Be that as it may and possibly for that very reason, Die Fledermaus is the epitome of madcap, gloriously nonchalant, caution-to-the-wind fun and games. Kerenyi also threw his directorial penny’s worth into the production mix and adapted the original storyline and score, adding several numbers and dances, refashioning some of the dialogue and adding spices and seasoning where he saw fit.
The show opener features the character of Sigmund Freud which, says Kerenyi, ”is designed to reflect the fact that Die Fledermaus talks about the innermost thoughts and feelings of people.”
The mood pendulum swings that run through the operetta also chart the emotional ebb and flow of the characters.
“Their feelings burst out from time to time, and that is noted in the music,” adds the director.
In addition to the sumptuous score and the dazzling costumes designed by Tunde Kemenesi, set designer Csorsz Khell has come up with some eye-opening backdrops.

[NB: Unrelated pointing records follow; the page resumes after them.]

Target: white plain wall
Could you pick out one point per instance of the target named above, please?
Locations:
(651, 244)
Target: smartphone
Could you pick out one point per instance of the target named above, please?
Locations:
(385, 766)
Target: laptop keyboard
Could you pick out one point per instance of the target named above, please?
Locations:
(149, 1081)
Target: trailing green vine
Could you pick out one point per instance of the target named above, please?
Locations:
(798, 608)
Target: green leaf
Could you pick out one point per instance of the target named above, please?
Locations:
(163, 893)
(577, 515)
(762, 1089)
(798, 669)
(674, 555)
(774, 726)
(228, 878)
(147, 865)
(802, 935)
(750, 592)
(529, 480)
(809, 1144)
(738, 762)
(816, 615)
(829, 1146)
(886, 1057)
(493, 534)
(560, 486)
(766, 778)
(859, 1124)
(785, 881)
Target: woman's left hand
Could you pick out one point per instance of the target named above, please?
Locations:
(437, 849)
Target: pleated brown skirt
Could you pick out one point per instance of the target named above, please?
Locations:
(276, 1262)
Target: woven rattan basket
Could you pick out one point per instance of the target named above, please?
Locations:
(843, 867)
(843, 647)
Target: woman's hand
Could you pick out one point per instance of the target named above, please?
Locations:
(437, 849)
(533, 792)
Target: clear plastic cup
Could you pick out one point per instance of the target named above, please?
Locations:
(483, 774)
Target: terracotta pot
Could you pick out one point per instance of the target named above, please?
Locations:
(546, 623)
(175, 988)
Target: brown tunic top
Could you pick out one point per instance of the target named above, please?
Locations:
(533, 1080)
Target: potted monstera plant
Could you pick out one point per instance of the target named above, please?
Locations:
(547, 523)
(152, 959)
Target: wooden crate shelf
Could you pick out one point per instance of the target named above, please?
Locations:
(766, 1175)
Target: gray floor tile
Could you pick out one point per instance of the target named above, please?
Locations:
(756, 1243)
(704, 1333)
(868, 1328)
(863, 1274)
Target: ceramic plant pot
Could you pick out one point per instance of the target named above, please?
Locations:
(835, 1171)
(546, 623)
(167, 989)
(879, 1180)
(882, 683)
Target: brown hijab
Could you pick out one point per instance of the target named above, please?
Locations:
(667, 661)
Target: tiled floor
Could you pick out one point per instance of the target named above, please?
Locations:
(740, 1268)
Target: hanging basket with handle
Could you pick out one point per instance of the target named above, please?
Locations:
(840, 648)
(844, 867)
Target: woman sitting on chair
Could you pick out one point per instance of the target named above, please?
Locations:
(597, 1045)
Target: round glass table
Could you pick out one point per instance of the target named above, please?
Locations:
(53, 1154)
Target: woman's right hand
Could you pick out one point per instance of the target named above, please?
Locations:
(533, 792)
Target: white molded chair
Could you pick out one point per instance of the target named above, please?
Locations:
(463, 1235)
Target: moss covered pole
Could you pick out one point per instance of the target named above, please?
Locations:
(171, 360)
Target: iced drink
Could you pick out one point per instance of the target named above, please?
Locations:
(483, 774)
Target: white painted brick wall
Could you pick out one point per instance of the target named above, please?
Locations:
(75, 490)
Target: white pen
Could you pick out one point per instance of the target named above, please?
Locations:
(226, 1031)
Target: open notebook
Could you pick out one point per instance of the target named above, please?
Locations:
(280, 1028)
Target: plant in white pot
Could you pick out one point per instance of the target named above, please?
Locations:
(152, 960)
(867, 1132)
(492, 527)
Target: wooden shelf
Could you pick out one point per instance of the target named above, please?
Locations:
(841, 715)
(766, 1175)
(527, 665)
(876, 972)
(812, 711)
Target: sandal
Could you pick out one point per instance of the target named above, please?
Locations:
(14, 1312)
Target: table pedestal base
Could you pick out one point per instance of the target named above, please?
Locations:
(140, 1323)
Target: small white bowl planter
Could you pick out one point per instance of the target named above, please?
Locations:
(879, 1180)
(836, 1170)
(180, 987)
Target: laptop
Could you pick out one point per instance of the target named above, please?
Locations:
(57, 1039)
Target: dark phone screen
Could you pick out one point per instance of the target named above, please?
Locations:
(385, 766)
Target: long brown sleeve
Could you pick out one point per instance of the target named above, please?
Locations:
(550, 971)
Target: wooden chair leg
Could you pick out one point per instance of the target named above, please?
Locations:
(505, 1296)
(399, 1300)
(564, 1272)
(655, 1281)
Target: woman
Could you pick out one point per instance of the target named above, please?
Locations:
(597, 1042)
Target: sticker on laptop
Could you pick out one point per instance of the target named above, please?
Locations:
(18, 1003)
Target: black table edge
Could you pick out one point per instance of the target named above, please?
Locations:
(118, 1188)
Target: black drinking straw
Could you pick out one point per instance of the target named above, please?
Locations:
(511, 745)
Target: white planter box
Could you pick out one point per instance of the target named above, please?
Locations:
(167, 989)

While the women twirl and whirl in their flowing frocks at Prince Orlofsky’s grand ball, and some of the leading characters continue to spin their webs of lies, the imposing props often offer an intriguing esthetic counterpoint.
Some of the items appear downright surreal, such as a mammoth bottle and similarly proportioned cutlery dotted around the stage.
“We like to give people something to think about,” explains Kerenyi.
Tailoring, adapting and tinkering notwithstanding, the Germanlanguage production – with English and Hebrew surtitles – is a spectacle for the eyes and a joy for the ears.